(Purely human written, then translated by ChatGPT.)

I have always had some difficulties with communication and expression. There are many things in my mind that I cannot quite put into words, which is why I have always resisted writing. Whenever I write, the result often feels messy, scattered, and lacking in logic. But perhaps this is not entirely my fault. Human language itself was designed for the majority, and not everyone is neurotypical. Even if my writing is chaotic, even if many things remain inexpressible, some words will eventually click with some people.

Late at night, half asleep and half awake, I suddenly realized how to solve a problem I had failed during an interview the day before. I had not had this kind of Eureka moment for a long time. When I was an undergraduate, this used to happen often: after an exam, at some completely unexpected moment, I would suddenly understand how to solve a problem I had missed, and I would feel an immense sense of joy. But later, as I entered research and began my PhD, the objectives and rewards became increasingly vague. Little by little, the joy that learning once brought me disappeared. For the past four or five years, I have hardly had the time to sit down and learn quietly. I also forgot how to design rewards and do optimization for myself.

Compared with research, exams in school had a much clearer and more immediate reward structure. In order for most students to achieve reasonably good grades, the evaluation set was often not too different from the training set. I did not even need RL. Simple SFT on ground-truth answers was already enough for me to get a good score.

Research, however, is much trickier. First, I do not know what the reward function is. I can only design a proxy reward using heuristics, optimize it, and then gradually adjust the reward function itself. This creates two problems. The first is reward hacking: I may achieve good-looking metrics, while the actual performance in the real world remains poor. Yet I cannot simply avoid optimizing the reward. Optimization is almost an instinct of human beings. Every problem can be turned into an optimization problem; the only differences are the objective and the constraints. The second problem is that the true reward I receive is extremely noisy, so I do not know whether the reward function I defined is actually a good one.

Recently, while preparing for interviews, I developed some new intuitions about the training pipeline of LLMs. Since I had not taken exams for years, I had forgotten many of the fundamentals, or only retained a vague impression of them. So when I tried to solve problems directly and realized that I could not do them at all, I felt extremely frustrated. Even after spending a lot of time, I still could not solve them. This felt like doing RLVR directly on a very weak base model.

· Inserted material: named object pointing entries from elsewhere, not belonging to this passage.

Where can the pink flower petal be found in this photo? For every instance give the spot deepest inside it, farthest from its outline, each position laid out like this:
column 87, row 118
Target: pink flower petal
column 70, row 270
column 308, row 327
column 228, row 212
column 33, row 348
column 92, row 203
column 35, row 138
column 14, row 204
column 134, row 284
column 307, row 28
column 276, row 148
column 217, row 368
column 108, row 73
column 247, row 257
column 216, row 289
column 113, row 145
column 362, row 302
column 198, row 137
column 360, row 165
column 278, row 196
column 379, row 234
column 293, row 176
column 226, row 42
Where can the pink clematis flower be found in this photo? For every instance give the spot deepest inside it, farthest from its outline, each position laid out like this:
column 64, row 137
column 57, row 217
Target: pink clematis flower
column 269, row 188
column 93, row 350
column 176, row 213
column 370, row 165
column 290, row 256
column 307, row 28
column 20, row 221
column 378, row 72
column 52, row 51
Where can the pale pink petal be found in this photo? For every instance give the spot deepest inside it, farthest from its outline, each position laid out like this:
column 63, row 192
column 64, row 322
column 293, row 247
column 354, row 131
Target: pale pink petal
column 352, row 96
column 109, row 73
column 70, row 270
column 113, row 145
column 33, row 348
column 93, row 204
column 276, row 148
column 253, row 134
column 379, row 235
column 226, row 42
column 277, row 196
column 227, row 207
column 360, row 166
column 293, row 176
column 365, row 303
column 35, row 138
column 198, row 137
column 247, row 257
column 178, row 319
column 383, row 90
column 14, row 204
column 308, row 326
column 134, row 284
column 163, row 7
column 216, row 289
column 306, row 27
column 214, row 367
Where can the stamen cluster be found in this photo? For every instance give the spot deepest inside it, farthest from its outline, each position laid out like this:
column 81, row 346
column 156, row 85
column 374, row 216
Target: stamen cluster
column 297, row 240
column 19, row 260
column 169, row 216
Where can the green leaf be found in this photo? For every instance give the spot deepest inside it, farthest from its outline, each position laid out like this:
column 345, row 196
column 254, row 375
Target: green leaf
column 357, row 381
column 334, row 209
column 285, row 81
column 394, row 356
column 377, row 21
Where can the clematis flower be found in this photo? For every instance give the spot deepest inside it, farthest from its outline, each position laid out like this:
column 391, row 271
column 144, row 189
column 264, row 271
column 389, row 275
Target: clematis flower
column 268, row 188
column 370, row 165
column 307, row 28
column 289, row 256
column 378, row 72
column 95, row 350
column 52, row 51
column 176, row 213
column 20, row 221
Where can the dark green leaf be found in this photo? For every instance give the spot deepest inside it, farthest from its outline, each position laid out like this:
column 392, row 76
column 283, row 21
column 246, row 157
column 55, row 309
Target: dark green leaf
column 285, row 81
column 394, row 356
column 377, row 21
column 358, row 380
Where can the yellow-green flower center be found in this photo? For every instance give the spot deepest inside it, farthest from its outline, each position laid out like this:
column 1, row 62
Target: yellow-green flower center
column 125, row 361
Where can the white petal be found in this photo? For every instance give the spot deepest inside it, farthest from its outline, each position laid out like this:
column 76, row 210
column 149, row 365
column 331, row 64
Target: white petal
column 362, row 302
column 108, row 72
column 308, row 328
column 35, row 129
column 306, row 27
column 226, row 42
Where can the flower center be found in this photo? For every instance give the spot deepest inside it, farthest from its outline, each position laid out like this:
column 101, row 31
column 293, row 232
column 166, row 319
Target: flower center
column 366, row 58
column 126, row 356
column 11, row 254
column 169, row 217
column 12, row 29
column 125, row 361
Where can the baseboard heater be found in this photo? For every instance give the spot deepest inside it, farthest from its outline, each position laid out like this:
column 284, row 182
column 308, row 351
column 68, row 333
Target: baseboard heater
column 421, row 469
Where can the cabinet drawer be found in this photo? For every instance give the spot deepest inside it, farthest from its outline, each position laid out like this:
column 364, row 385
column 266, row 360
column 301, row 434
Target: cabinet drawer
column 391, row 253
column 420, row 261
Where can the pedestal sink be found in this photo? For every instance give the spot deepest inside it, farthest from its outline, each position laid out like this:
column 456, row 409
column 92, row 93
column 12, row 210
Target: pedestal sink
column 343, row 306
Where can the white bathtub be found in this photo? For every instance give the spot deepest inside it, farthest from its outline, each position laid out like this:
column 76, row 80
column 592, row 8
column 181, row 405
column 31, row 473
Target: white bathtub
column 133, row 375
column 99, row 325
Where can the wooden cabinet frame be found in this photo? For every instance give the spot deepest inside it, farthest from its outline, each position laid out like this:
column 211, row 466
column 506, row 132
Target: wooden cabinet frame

At that point, SFT became necessary. I needed to first look at the correct answers, review the relevant knowledge, and memorize or imitate the right solutions. However, merely looking at the correct answers was not enough to help me achieve a high score. In particular, because my time was limited, my number of SFT steps was also limited. I did not even overfit; I could not even memorize the correct answers.

Then came RL: putting the answers away and trying to write code and solve the problems by myself. Only then did I discover many problems that never appeared when I was simply “copying from the answer.” This is very similar to LLM training. With SFT alone, we only learn how to predict the next token given the correct previous tokens. But if we need to solve the problem from scratch, there are far too many possible trajectories, and far too many places where things can go wrong. During inference, when there is no correct answer to refer to at every step, even a small mistake somewhere in the middle can cause the final result to be wrong. But with RL, we are forced to explore different paths. Sometimes we make new discoveries, and through this process, we gradually learn to generalize.

These reflections have given me more passion for the work I am currently doing. To be honest, I have never felt a strong attachment to computer science as a discipline. Compared with discrete things, I have always preferred continuous ones. Although I am pursuing a PhD in CS, what I actually chose was ML and AI. Compared with computers, I am more interested in studying things related to human beings, such as psychology and philosophy. These are things I can “experiment” with directly in life. Although I have never studied them systematically, life itself is the best classroom.

The emergence of LLMs has completely mitigated the gap between “what I want to do” and “what I am doing.” As a person, I feel that one eternal mission is to figure out your own life. Curiosity about life is such a beautiful thing. No matter what I do, I hope it is centered around human beings. When I find traces of life in my work, I feel that I am not merely working; I am exploring life itself.

Many things are abstractions of life. Gradient descent, constrained optimization, and RL all reflect life in their own ways. These ideas attract me with a unique kind of beauty.